I got a call in the morning (in between chatting to parents at the gate) to say that 5 embryos were ready for biopsy. (For those techy people interested in why I'm doing PGD on day 5 instead of day 3 look here). I got a call to say what time I would get the results while trying to herd my little autie kids off the bus and towards the pool entrance. (I'm great at using all limbs to help shepherd kids in the right direction). And then..... the call with the results.
When they do day 5 tests they like to put the healthy embryos back ASAP. What normally happens is that they get you to loiter around town near the clinic at the time the results are expected back. The clinic loiter rates highly as a Bad Wait in a run of bad waits. You've come into the city (on Melbourne Cup day no less - it's all about office workers having boozy lunches, feathers in the hair, wearing pretty or laddish outfits, and betting too much on horses you know nothing about), found a park (and lady luck was on my side - not in the sweep I had entered, but as my personal parking assistant. I got one directly in front of the doors of the clinic), then you get out of your car and a) loiter, b)sit in a cafe drinking decaf c) sit all tight arsed on the edge of the very stylish lounges in the foyer of a ritzy city building. And WAIT. FOR. THE. PHONE. TO. RING. Then, as soon as the scientists have done their thing, and talked to the nurses, the nurse calls the doctor and the patient to let us know IF IT'S ON. Which it was yesterday.
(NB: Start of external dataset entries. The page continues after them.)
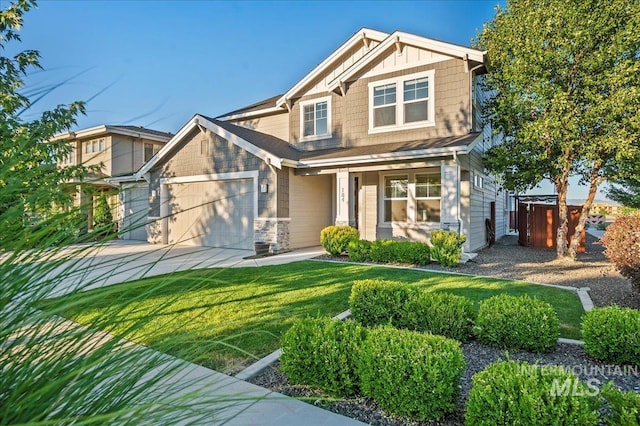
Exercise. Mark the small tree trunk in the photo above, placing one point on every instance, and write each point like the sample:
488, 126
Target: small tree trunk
563, 219
593, 189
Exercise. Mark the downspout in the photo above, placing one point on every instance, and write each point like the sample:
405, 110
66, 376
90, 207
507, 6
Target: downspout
458, 206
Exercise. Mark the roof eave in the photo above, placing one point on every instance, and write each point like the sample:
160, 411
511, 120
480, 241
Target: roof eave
346, 46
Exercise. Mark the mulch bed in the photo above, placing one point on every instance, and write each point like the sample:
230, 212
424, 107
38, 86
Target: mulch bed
477, 356
505, 259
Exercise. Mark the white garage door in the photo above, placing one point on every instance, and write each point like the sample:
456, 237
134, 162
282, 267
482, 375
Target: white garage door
213, 214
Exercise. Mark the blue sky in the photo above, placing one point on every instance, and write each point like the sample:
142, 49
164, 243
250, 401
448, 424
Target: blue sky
156, 63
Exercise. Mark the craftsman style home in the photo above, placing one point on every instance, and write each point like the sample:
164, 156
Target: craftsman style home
116, 151
383, 135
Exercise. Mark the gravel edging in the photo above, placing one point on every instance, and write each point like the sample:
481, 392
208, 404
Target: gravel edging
508, 260
478, 357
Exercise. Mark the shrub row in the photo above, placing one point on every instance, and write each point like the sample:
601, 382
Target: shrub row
523, 322
389, 251
612, 334
509, 392
622, 242
407, 373
376, 302
335, 239
513, 393
503, 321
322, 353
446, 247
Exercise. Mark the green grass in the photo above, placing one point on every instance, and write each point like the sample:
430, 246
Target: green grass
228, 315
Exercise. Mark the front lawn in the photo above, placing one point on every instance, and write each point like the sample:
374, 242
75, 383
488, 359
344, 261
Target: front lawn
221, 318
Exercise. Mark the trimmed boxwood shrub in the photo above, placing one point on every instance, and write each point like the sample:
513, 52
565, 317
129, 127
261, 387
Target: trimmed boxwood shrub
359, 250
392, 251
513, 393
622, 408
446, 247
439, 313
522, 322
377, 302
411, 374
322, 352
335, 239
622, 242
612, 334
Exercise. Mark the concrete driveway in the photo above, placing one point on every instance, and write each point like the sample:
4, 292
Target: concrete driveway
120, 261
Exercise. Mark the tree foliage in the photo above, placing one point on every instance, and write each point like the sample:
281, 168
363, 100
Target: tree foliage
564, 79
54, 371
31, 199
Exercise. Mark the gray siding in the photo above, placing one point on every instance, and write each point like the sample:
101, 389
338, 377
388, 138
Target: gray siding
350, 126
202, 154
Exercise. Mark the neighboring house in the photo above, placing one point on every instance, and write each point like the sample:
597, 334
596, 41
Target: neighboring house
118, 151
383, 135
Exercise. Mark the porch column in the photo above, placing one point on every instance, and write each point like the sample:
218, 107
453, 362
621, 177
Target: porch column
342, 198
450, 193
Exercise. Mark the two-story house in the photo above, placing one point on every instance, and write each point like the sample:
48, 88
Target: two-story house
382, 135
117, 151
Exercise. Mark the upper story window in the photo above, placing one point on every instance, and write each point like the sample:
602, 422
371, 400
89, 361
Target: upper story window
402, 103
315, 119
150, 150
69, 158
96, 145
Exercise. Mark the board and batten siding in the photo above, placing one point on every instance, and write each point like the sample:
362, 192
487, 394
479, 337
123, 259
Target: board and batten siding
310, 208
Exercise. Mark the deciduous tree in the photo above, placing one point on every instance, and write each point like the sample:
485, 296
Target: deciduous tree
564, 84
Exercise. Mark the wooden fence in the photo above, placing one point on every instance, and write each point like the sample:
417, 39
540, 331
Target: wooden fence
538, 225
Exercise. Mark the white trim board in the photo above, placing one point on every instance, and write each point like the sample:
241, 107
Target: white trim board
252, 174
196, 122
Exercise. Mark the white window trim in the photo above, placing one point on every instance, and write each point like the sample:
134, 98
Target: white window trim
398, 81
412, 220
478, 180
384, 198
439, 175
314, 101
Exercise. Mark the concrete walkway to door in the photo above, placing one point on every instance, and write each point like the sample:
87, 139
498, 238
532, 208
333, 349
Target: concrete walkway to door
121, 261
230, 401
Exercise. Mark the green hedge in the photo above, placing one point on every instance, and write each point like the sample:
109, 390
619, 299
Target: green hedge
411, 374
323, 352
512, 393
335, 239
376, 302
612, 334
523, 322
359, 250
392, 251
446, 247
440, 313
623, 408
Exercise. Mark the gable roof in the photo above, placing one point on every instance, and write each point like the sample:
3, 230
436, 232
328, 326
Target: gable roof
266, 147
135, 131
278, 152
358, 37
399, 38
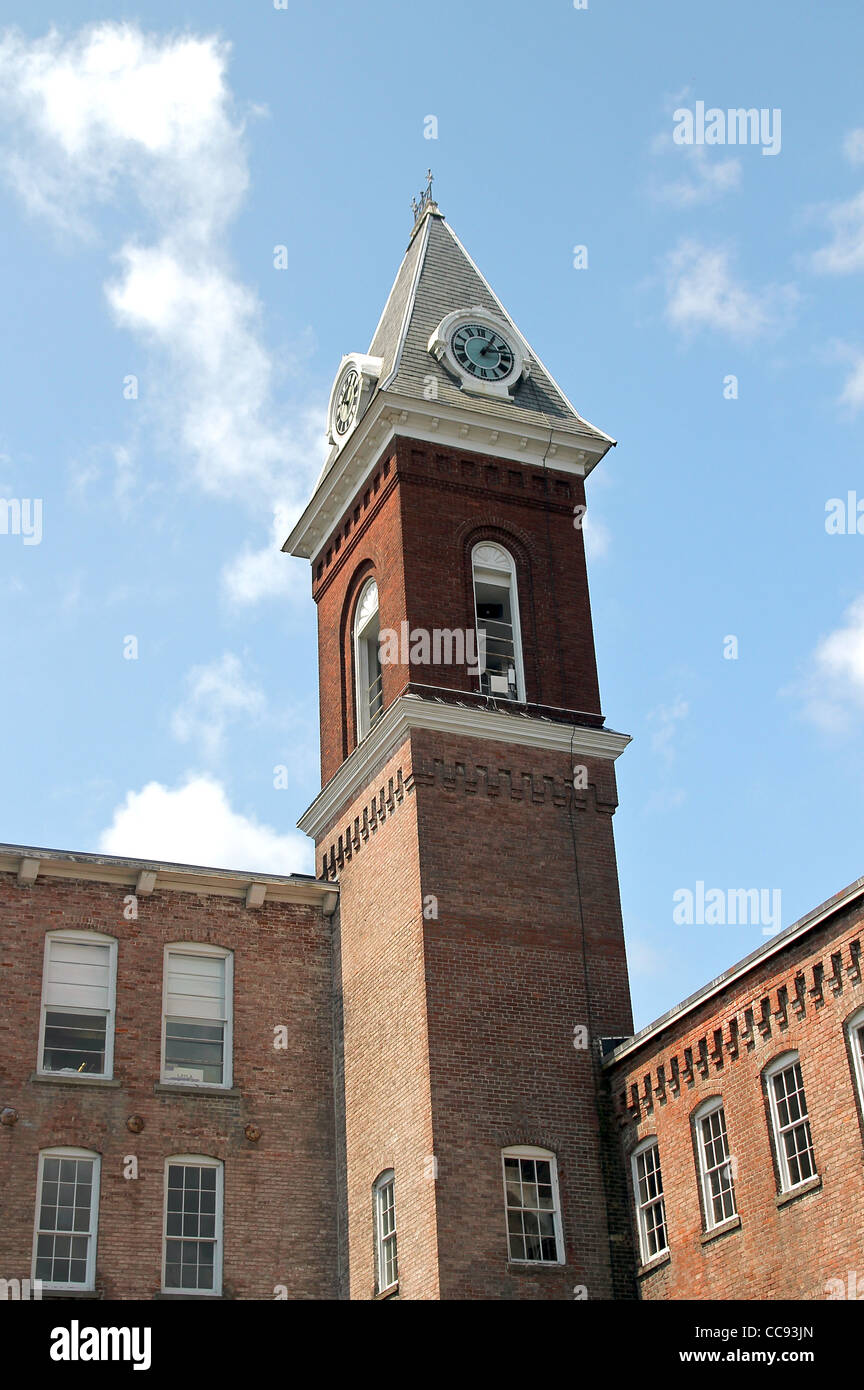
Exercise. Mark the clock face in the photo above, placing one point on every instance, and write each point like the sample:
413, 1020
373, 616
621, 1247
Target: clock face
482, 352
346, 402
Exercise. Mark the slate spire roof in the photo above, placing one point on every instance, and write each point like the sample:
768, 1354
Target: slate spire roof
436, 277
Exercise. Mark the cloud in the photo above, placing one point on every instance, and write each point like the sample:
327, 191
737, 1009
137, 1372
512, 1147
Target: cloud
195, 824
216, 697
707, 177
666, 720
703, 293
597, 537
852, 394
845, 253
147, 123
834, 685
853, 146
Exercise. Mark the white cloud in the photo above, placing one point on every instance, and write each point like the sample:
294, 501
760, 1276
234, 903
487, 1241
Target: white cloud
853, 146
703, 293
707, 177
147, 123
195, 824
666, 720
852, 394
834, 685
597, 537
216, 695
845, 253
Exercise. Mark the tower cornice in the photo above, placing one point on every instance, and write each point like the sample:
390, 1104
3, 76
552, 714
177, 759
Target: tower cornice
452, 427
409, 712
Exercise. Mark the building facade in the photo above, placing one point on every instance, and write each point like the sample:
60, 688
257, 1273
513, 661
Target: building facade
414, 1076
741, 1119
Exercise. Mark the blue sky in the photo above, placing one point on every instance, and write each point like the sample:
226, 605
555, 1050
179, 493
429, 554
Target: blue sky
149, 171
Apparently lady luck was in the petri dish as well.
We met the Doc in the lobby - he'd been running. He was sweat soaked with a singlet and running shorts and sneakers. Out of professional politeness we took a different lift to him although when we met again on level 4 he'd pretty much just washed his hands and chucked a surgery gown over his exercise gear, which I kind of liked.
And well - you know how the rest goes. A blood test. A wrist band. A talk from the scientist, the embryologist, the nurse and the doc (whose Scottish accent is rather like Shrek's) "Leit's doo it".
enter the diva lady uterus, shining in her sparkly progesterone supplements
And then it was done. Or in.
S/he was a good looking hatching blastocyst when shown to us on the screen.
And no doubt s/he'll be a good looking teenager one day too.
We hope.
My two week wait has been shortened from 11 to 10 days for the convenience of the clinic (which makes me why it isn't always 10 days). I'm sure there is reasons.
So, hopefully the last of the waits for a very very long time.
Oh - and for the rest of the techy details. 3 that were biopsied were "unbalanced" which means that if they continued to develop into babies they would die (like Maya), and 1 they were unable to get a result for so are testing the cells again today. They also tested more in the evening and more today so my nurse will ring me this afternoon with all the results and maybe we will even have one or two healthy embryos to freeze.